Monday, June 22, 2009

Museums and the future (2)

I’ve blogged before about the Center for the Future of Museums report Museums and Society 2034. Such publications take a bit of time to filter out and debates around them to start. So there is now some interesting discussion getting underway, such as:

- The Report picks up on the aging of western society, with people staying fitter longer, and due to current economic necessity, staying in jobs longer, thus causing the risk of a generation of talented individuals not gaining employment in museums. Is this not a broader phenomena and problem, I ask? Certainly I do hear that jobs in museums are very hard to come and I do wonder where graduates of museums studies courses are finding employment. But then isn’t it part of the attributes of Gen Y-ers that they are resilient and will find other ways to contribute? Certainly Museums and the Web 2009 was full of young people working in and around the museums sector and the web.
- Accessible design is something that keeps rearing its head – this is all about ensuring that everything we exhibit in museums can be accessed by 100% of the population whatever their background or physical state.

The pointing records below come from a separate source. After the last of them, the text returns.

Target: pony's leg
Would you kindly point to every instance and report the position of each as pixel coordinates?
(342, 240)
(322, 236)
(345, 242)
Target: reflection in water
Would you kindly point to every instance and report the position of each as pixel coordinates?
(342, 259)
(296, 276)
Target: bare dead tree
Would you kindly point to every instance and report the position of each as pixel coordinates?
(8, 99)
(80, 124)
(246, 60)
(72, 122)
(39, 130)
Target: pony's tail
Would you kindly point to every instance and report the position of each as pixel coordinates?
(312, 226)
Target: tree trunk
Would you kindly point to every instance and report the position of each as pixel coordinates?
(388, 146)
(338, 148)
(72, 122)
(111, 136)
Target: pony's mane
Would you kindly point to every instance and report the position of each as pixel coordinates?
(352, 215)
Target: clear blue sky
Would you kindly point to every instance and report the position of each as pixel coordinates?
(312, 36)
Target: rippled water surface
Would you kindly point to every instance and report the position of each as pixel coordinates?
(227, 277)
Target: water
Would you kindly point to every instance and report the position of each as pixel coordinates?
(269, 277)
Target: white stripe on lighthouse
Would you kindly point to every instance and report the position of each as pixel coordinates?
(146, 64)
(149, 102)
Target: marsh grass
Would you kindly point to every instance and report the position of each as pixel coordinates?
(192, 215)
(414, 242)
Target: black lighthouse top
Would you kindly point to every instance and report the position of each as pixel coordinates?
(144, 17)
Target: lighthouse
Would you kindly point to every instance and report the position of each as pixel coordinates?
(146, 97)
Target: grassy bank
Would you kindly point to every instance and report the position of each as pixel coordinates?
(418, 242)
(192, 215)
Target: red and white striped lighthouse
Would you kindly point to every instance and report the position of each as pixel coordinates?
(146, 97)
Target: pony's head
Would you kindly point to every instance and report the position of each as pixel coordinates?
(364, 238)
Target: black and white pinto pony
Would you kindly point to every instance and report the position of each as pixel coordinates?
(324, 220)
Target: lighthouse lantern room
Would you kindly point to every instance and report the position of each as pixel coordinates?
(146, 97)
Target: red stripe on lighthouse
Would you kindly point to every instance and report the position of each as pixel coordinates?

Maybe by 2034 we will achieve this, but I can’t help feeling that in the process we run the risk of compromising the very things we are trying to make accessible.
- The Virtual taking over from the Real is another theme that keeps reoccurring. My view is this debate has been and gone. The virtual cannot supplant the real, and indeed if anything it enhances the experience of the real. The virtual makes access far more possible, but cannot provide the excitement and thrill of seeing the real in the flesh.
- Museums as energy hogs – now this one resonates with all that I blog about. We cannot sustain the current levels of environmental controls, and have to design museums that rely on passive climate control systems, with a whole new approach to operations.

As always reports like these are as useful at engendering debate around the issues as much as they are about really understanding what the crystal ball is showing us.